Ein entscheidender Vorteil ist die Zeit. Normalerweise gibt der Anwender sein Passwort ein oder scannt seinen Fingerabdruck. Von da an gilt er vom System als autorisiert, bis eine Zeitsperre das System dann wieder sperrt. Und diese automatische Zeitsperre verwenden heute alle Computer, Notebooks und Mobilgeräte. Wenn sich ein unberechtigter Dritter innerhalb dieser Zeitspanne des Gerätes bemächtigt, kann ein großer Schaden entstehen.
„Das sind dann zum Beispiel zehn Minuten, in denen das System offen und damit unsicher ist. Doch Fiberio macht genau diese Zeitsperre überflüssig“, erklärt Köhler. Prof. Patrick Baudisch, an dessen Fachbereich Human Computer Interaction die Innovation entwickelt wurde, ergänzt: „Solche Systeme sind dann praktisch auch für jeden anderen Anwender offen. Fiberio hingegen authentifiziert die Benutzer für jeweils diejenige Interaktion, die gerade ausgeführt wird – biometrisch und sicher“.
Scanner könnte in Banken zum Einsatz kommen
Dadurch sind viele interessante Szenarien denkbar: Die lokalisierte biometrische Authentifizierung macht es möglich, dass mehrere Nutzer mit unterschiedlichen Kompetenzen an einem gemeinsamen Arbeitsplatz sicherheitskritische Dokumente bearbeiten.
So ist es für Banken möglich, dass alle Mitarbeiter die Kundendaten einsehen können, Zahlungsanweisungen oberhalb einer bestimmten Grenze aber nur von einem leitenden Manager freigegeben werden. „Fiberio weiß, wer welche Rechte hat und erlaubt oder sperrt den Zugriff – unsichtbar und im Hintergrund“, erläutert Köhler.
Erfinder verweisen auf James Bond
„Die Idee, dass ein Gerät sich nur durch seinen Besitzer benutzen lässt, wurde vor langer Zeit in Science-Fiction-Filmen angedacht. Mit Fiberio lassen wir das Wirklichkeit werden“, sagt Baudisch. Stolz verweisen die Erfinder auf filmische Vorbilder, wie den neuesten Bond-Film Skyfall.

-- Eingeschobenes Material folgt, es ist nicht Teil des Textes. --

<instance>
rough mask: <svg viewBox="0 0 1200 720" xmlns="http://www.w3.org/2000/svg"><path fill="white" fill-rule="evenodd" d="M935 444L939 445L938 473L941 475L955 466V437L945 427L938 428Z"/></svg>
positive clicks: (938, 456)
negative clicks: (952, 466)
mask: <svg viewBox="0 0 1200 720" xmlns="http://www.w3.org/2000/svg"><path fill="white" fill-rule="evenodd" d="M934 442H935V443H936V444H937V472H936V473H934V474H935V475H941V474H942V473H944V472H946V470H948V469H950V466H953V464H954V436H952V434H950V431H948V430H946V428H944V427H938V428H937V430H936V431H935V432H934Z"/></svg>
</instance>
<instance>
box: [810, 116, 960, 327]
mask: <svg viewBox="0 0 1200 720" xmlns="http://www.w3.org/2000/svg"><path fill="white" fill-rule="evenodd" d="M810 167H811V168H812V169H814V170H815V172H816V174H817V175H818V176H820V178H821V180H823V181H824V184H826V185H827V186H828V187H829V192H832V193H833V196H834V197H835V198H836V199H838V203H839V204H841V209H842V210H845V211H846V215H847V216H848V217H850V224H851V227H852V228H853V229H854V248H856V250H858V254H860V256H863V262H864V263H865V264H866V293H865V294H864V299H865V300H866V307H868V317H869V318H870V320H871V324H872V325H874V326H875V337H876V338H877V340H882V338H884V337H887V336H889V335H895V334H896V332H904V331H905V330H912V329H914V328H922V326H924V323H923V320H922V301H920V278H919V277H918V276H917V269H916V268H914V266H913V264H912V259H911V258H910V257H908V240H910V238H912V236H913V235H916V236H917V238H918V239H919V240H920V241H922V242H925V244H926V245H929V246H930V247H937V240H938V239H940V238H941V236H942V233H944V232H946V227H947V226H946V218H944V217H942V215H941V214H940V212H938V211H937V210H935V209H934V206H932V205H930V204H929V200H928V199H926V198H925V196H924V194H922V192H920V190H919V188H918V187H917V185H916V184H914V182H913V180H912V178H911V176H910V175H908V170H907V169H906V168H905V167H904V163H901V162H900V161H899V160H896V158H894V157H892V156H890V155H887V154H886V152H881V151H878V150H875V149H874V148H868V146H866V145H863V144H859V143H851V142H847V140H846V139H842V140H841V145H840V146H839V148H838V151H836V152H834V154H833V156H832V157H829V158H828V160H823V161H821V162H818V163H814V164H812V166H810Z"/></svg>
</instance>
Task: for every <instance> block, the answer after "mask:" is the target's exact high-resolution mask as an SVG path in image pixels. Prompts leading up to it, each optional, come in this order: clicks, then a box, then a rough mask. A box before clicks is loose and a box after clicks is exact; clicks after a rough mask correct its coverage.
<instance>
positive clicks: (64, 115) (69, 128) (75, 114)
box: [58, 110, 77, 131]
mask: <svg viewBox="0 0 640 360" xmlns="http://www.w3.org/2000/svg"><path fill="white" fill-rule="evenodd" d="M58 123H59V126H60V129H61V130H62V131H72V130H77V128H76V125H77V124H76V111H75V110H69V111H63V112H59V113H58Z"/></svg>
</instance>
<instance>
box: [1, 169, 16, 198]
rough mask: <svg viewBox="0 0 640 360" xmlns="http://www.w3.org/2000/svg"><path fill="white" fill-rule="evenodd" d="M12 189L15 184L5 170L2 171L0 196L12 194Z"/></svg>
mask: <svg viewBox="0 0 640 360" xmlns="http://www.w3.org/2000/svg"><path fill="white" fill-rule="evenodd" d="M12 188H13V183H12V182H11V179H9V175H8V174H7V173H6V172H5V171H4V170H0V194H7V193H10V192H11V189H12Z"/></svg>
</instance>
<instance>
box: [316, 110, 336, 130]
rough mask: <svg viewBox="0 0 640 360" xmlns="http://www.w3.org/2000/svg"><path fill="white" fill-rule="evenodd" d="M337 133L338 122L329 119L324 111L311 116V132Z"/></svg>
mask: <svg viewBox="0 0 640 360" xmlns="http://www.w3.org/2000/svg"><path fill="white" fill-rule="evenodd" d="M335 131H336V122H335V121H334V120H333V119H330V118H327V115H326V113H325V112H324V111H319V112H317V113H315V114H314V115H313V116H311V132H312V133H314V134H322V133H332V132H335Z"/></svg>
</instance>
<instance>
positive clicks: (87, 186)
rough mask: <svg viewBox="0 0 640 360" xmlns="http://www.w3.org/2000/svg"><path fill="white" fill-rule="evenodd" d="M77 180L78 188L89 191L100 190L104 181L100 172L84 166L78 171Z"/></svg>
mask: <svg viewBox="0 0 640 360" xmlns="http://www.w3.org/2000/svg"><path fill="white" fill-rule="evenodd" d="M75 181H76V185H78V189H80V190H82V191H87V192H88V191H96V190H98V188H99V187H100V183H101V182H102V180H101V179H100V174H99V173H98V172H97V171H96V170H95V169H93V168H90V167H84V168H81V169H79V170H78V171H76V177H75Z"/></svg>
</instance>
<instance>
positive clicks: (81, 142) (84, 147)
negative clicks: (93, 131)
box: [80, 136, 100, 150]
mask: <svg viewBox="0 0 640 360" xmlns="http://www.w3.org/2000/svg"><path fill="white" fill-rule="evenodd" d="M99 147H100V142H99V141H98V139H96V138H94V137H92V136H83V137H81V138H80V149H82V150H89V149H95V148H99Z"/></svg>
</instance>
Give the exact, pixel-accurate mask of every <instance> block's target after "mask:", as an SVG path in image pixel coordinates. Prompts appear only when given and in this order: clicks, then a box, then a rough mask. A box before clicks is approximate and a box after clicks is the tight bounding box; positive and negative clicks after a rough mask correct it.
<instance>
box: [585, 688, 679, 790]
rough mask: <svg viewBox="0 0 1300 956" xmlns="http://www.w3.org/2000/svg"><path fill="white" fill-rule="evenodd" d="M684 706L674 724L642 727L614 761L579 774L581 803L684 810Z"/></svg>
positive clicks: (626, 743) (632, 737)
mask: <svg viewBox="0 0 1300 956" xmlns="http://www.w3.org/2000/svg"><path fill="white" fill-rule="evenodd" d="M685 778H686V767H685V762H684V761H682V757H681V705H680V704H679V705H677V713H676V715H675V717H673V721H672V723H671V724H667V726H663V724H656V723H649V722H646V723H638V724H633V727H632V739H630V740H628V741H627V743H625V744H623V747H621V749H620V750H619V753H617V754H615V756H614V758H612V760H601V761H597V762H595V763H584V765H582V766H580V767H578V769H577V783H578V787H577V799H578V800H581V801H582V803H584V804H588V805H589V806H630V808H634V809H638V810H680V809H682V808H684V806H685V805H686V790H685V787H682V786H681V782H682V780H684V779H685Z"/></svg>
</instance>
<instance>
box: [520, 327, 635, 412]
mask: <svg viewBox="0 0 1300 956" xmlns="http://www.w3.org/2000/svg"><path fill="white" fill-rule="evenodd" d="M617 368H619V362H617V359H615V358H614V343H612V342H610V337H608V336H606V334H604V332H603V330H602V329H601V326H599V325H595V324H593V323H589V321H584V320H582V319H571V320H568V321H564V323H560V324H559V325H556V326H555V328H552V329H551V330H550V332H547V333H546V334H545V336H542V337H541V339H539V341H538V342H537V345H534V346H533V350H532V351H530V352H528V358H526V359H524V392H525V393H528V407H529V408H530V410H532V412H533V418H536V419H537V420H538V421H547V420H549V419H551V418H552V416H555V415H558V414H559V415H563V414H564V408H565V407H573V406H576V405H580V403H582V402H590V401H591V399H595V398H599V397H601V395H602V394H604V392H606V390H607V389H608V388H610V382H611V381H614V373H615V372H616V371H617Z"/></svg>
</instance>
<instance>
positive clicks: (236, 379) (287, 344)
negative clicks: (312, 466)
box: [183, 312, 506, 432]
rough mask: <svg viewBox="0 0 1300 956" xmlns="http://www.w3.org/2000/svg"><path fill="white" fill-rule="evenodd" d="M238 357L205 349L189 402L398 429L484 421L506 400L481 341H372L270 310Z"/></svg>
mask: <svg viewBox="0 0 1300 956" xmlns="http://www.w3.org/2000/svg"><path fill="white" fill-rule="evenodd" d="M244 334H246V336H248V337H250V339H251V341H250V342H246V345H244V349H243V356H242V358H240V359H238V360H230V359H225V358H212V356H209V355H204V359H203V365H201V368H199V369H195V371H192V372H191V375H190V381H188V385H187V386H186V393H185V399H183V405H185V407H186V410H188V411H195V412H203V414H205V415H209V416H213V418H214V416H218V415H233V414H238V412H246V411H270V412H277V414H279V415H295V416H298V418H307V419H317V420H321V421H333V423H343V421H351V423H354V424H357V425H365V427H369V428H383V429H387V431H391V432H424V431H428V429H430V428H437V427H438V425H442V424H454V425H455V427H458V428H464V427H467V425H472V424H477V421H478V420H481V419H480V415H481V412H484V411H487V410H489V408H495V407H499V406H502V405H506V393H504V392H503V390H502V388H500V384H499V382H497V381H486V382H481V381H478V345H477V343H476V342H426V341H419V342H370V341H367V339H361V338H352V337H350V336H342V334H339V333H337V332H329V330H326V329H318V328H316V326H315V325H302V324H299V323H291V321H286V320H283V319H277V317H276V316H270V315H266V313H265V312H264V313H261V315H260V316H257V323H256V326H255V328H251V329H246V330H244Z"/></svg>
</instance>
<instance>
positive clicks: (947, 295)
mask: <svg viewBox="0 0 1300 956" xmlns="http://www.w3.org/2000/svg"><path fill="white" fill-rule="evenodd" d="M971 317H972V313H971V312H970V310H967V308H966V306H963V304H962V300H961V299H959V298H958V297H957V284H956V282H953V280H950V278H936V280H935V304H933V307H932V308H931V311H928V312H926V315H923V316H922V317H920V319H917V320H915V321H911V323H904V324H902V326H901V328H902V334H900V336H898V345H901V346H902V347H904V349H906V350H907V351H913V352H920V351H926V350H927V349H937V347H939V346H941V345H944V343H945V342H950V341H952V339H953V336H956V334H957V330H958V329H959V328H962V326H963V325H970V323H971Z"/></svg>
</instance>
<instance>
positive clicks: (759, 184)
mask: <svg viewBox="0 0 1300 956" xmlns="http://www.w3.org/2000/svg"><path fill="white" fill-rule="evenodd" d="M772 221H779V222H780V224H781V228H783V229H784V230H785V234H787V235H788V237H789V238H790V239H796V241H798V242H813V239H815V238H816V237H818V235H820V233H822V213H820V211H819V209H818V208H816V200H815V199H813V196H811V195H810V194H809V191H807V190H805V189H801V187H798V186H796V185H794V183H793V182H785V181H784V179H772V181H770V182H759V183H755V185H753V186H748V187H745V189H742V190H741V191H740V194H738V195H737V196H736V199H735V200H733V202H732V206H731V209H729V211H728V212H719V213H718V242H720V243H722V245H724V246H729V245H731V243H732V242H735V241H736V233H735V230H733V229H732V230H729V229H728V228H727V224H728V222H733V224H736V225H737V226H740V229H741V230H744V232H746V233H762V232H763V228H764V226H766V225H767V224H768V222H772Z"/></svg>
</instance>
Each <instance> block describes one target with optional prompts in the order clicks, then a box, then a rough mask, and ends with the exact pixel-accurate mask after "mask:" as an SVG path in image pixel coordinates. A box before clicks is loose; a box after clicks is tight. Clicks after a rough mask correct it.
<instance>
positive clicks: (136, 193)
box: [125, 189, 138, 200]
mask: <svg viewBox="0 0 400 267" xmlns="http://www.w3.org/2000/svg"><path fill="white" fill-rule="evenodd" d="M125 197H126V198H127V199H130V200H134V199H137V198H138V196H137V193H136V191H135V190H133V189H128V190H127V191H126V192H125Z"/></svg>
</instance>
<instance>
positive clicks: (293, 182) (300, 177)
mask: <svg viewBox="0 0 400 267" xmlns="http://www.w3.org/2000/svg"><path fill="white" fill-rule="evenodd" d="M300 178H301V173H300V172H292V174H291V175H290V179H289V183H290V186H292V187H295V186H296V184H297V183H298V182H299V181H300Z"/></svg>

Da ist Bonds Waffe an seine biometrischen Daten gekoppelt, kann also nur von ihm selbst benutzt werden. Schon vor zwei Monaten, Anfang Oktober, war Fiberio auf einem wissenschaftlichen Symposium, der ACM User Interface Software and Technology 2013 im schottischen St. Andrews, mit dem Best Paper Award ausgezeichnet worden.
Nominiert für CeBIT Innovation Award
Jetzt ist auch die Jury des CeBIT Innovation Awards auf den innovativen Touchscreen aufmerksam geworden und hat Fiberio für den Preis nominiert. Jury-Vorsitzende Gesche Joost überzeugte vor allem die Benutzerfreundlichkeit des Systems: „Usability ist heute ein integraler Bestandteil der IT-Entwicklung geworden. Der Dialog mit den Nutzern sollte aber noch einen Schritt weiter gehen: Partizipatives Design fördert Innovationen in der IT-Forschung und erhöht gleichzeitig die Chance für einen Erfolg von neuen Technologien am Markt.“
Der CeBIT Innovation Award wird vom Bundesministerium für Bildung und Forschung und der Deutschen Messe vergeben für herausragende Entwicklungen in den Bereichen Design, Nutzerfreundlichkeit und Mensch-Maschine-Interaktion. Er ist mit insgesamt 100.000 Euro dotiert. Ein Teil davon wird wohl nach Potsdam gehen – für den Touchscreen Fidelio.